So Danny Finklestein is lining up firmly on Ken Clarke's side on the inheritance tax debate. Ken Clarke was right to think that this was not the right time for the Tory party to line up on the side of the rich by pursuing its blatantly unfair policy on inheritance tax, says Finklestein.
Good to hear that there is division in the ranks. With Clarke firmly slapped down by Osborne on Sunday, Finklestein has opened a new anti-Osborne advance on Tory spending and tax plans.
Finklestein's argument that public attitudes have changed from September 2007 when there might have been more support for IHT, certainly chimes with Fabian research carried out in the last few months showing resentment against those who take with one hand and forget to give back has powered upwards during the economic downturn.
Finklestein agrees that the Tories have to worry during this period about being seen as the party of the rich, and for the rich.
He says: The detachment from reality on the Right is extraordinary.

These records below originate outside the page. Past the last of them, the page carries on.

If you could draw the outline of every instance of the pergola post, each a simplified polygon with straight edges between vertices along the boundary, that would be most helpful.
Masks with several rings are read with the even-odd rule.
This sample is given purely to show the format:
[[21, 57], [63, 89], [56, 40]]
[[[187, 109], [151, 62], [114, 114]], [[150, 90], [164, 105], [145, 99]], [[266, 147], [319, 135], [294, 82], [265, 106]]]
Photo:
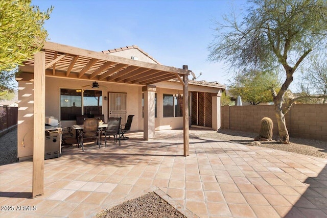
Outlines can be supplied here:
[[[188, 65], [183, 65], [183, 69], [188, 69]], [[190, 155], [189, 136], [189, 75], [183, 75], [183, 139], [184, 156]]]
[[220, 129], [220, 97], [221, 92], [220, 91], [217, 93], [212, 93], [212, 111], [213, 111], [213, 129], [218, 130]]
[[45, 53], [34, 55], [32, 198], [44, 193]]
[[148, 85], [142, 87], [144, 96], [143, 137], [149, 140], [154, 138], [155, 129], [154, 93], [155, 86]]

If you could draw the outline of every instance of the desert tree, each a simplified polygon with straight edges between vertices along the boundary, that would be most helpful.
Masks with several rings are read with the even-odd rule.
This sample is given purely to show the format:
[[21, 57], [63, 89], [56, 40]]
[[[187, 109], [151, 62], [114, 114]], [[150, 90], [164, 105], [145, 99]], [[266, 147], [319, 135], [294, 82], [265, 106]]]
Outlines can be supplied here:
[[325, 50], [326, 0], [251, 0], [243, 19], [231, 13], [216, 22], [215, 37], [208, 59], [224, 60], [232, 67], [262, 72], [284, 72], [278, 92], [272, 90], [281, 140], [289, 143], [282, 107], [294, 73], [311, 54]]
[[268, 74], [255, 70], [236, 74], [228, 82], [229, 93], [235, 97], [241, 96], [243, 101], [248, 102], [251, 105], [272, 102], [271, 90], [278, 91], [281, 86], [277, 73]]
[[[300, 96], [294, 99], [317, 103], [322, 99], [323, 103], [327, 103], [327, 54], [315, 55], [311, 59], [309, 64], [300, 68], [298, 87]], [[309, 98], [303, 99], [302, 96]]]
[[0, 93], [12, 92], [17, 65], [42, 47], [48, 36], [43, 26], [53, 8], [46, 12], [31, 0], [0, 1]]

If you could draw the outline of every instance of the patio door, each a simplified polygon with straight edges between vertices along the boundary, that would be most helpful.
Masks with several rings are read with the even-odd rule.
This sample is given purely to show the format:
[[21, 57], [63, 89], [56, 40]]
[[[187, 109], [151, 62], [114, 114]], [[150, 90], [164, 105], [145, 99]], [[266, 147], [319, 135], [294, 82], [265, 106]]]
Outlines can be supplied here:
[[108, 117], [122, 117], [122, 124], [127, 121], [127, 93], [108, 92]]

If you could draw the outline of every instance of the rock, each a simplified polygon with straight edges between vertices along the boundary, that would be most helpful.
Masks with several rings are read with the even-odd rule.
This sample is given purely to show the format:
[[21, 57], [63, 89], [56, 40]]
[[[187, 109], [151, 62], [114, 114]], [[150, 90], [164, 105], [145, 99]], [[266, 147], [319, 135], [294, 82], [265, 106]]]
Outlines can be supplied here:
[[261, 145], [261, 143], [258, 141], [254, 141], [248, 143], [246, 145], [250, 146], [260, 146]]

His argument and one which Alastair Campbell was making to some extent at our Change We Need debate on Monday is that the Tories are still vulnerable and could/should be doing better in the polls.
Finklestein, who ran William Hague's office, reckons the real problem with Hague's 14 pints story, was not that the public didn't accept Hague could drink that amount, but that they didn't think he would drink beer at all. This personification of the Tories as champagne swilling, posh boys has not gone away, suggests Finklestein, manfully.
The outrage over Sir Fred Goodwin could be restirred by the idea that he and others like him would benefit for the Tories' IHT changes.
If Tory central office is not listening to Finklestein, Number 10 should. The public quite obviously is more open to arguments that show taxation policies to be unfairly balanced in favour of the rich, and this is the time to make stronger, more public arguments about why inheritance tax is unfair.